California Dreaming

This semester one of my classes is called “Dreams, Visions, Myths,” and at our last class we learned about how dreams were “incubated,” or induced, in ancient Greece in temples of Asclepius, the god of healing. People visited these temples hoping to be cured of various ailments. After a ritual bath and sacrifice, they were led into the temple to a stone slab where they would sleep that night. The hope was to receive a healing dream and leave the temple cured the following morning. An inscription at an Asclepieium in Africa reads, “Go in good, come out better.” (See Healing Dream and Ritual by C.A. Meier for more.)

So I was sitting there in class, taking notes as fast as I could because it was all so fantastic, and next thing I knew the teacher said, “We’re going to incubate some dreams now and see what happens.” She had us push back all the chairs, and we each got a blanket to spread out on the floor, just like in kindergarten.
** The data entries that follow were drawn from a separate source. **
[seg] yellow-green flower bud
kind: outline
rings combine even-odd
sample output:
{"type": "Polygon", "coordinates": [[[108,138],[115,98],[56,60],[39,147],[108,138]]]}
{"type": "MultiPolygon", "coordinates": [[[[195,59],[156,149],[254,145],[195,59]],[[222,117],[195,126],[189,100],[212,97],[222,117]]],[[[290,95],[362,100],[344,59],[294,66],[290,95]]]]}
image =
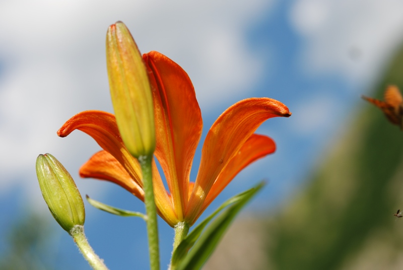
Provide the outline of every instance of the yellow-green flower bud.
{"type": "Polygon", "coordinates": [[[140,52],[121,22],[108,29],[106,63],[112,103],[122,140],[135,157],[151,156],[155,149],[151,87],[140,52]]]}
{"type": "Polygon", "coordinates": [[[50,154],[36,159],[36,175],[42,194],[54,219],[70,233],[75,225],[83,225],[83,198],[70,174],[50,154]]]}

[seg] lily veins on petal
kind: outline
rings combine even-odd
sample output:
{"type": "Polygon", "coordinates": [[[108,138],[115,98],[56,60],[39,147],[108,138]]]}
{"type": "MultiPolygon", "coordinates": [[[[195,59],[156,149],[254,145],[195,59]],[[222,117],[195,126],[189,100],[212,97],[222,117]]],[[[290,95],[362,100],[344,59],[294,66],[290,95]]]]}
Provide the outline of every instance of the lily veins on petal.
{"type": "MultiPolygon", "coordinates": [[[[170,226],[193,225],[242,169],[273,153],[271,138],[254,133],[265,120],[291,113],[281,102],[268,98],[241,100],[221,114],[210,128],[202,150],[195,181],[190,181],[193,156],[203,129],[194,89],[186,72],[156,51],[143,55],[152,90],[155,122],[155,158],[165,174],[169,191],[153,161],[153,183],[159,215],[170,226]]],[[[144,201],[138,161],[122,141],[113,114],[98,110],[74,116],[57,131],[61,137],[79,129],[103,150],[80,169],[83,177],[117,184],[144,201]]]]}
Then she turned out the lights, and led us — single-file and silent — out the room by one door, around the building, and back into the room by another door. We lay down, each on our own blanket, and she talked us through a guided meditation where we were to imagine we were on stone slabs in a temple. Then she stopped talking, and the room was quiet for half an hour.

I lay there thinking, This is fun, but come on, are we really supposed to dream? In half an hour? Lying on a hardwood floor somewhere in California? And so on and so forth, and next thing I knew, right over the mental chatter, something happened. I don’t know whether to call it dream or vision or imagination, but it was definitely visual, it occurred in the realm of the inner eye, and it wasn’t consciously willed. Here’s how I scribbled it into my notebook right afterwards:

I’m in a dark area. Behind me someone reaches forward and hands me something. Without turning around I reach back and take it, like a baton in a relay race. But it’s not a baton, it’s a stoppered vial. I open it and a pale blue mist rushes up and takes the shape of a beautiful woman. She smiles at me, leans down, cradles my jaw with both hands, and kisses my lips. Then she envelops me, the mist is all around my body, then it flows in through my skin. I exhale into the vial, exhaling the pale blue mist. I put the stopper back on the vial, and hand it forward, to another hand, this one reaching back toward me out of the darkness.

In my memory, the mist tingled inside my body, and the blue woman was really happy to see me. It felt fantastic, and it was clear that it was to be shared. So, here you go. Yours can be the hand that receives the vial next, if you’re so inclined.